If other games also crash, Windows files or storage can be part of the story. These checks can fix hidden corruption without a full reinstall.

  1. Run a disk check — Use Windows error checking on the drive that holds Apex.
  2. Run system file checks — Use built-in commands like SFC and DISM to repair damaged system files.
  3. Test RAM — Run Windows Memory Diagnostic overnight if you see random blue screens.

Do a clean reinstall only after you’ve saved time

A reinstall is last because it can hide the real trigger if it’s a driver, overlay, or stability issue. If you reinstall, keep the rebuild clean.

  1. Uninstall Apex — Remove the game from the launcher and delete leftover folders after uninstall.
  2. Reboot before reinstall — Clear locked files and background hooks.
  3. Install on a healthy drive — Testing a second SSD can rule out drive trouble.
  4. Launch with default settings — Don’t import old config files until you’ve played stable matches.
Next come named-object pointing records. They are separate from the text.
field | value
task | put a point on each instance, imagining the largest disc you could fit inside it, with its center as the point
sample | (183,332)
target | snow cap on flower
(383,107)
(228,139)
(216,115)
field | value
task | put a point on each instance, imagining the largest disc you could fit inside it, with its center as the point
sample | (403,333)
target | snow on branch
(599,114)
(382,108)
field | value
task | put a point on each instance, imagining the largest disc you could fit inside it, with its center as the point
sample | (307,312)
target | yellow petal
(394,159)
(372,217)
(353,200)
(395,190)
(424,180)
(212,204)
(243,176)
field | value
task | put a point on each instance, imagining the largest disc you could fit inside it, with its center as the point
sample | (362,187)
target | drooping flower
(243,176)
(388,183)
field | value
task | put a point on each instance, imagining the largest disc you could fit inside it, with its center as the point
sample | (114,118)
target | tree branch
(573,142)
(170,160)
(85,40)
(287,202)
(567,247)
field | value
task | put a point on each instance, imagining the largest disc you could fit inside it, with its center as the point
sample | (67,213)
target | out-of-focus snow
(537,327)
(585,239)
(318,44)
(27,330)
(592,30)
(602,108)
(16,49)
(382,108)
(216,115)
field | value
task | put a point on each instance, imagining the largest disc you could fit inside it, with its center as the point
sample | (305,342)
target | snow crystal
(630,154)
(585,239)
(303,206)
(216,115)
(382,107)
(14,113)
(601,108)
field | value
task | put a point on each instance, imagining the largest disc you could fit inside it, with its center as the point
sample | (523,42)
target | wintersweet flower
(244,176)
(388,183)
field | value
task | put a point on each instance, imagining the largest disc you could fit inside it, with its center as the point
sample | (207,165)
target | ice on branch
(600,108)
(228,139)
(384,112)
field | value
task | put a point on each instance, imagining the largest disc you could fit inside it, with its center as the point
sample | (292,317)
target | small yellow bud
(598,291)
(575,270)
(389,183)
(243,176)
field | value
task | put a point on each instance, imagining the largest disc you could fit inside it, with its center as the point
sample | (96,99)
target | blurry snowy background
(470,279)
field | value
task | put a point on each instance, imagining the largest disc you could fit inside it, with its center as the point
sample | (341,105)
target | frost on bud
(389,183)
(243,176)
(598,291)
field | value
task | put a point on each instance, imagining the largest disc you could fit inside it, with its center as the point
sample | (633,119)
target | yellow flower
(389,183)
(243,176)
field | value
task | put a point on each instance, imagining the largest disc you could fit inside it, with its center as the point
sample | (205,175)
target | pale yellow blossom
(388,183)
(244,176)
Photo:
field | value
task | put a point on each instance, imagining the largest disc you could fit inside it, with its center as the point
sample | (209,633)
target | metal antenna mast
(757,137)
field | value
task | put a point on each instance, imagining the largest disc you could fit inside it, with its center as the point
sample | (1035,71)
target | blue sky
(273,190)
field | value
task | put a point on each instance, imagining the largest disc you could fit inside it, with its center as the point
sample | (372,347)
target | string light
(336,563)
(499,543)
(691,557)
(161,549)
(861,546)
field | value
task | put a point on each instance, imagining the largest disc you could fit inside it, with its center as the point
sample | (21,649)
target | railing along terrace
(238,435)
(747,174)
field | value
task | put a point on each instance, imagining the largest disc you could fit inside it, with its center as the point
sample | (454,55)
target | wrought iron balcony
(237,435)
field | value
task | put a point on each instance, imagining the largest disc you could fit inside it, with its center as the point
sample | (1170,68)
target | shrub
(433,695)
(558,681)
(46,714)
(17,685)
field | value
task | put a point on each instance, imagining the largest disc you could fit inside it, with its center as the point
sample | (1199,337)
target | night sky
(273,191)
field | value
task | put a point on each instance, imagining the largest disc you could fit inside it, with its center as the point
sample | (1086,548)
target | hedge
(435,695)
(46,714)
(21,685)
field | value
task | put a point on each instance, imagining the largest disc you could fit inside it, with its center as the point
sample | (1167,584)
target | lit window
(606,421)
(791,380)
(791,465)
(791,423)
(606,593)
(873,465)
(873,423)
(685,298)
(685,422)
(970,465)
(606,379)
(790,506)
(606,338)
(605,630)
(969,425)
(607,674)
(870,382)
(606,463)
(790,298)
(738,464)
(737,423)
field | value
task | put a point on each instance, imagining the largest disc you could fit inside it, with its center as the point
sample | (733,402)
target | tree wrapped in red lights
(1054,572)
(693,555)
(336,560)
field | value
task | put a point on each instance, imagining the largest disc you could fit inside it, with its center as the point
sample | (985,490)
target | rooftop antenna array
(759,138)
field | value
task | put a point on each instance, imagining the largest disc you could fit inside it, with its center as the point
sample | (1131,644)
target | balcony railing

After the rebuild, add changes back one by one: overlays, tuning, custom configs, and extra software. The first thing that brings the crash back is the thing to keep off your Apex setup.

If you want one clean order, stick to this: repair game files, clean GPU driver, overlays off, anti-cheat repair, then stability checks. That sequence fixes most crash loops without turning your PC upside down.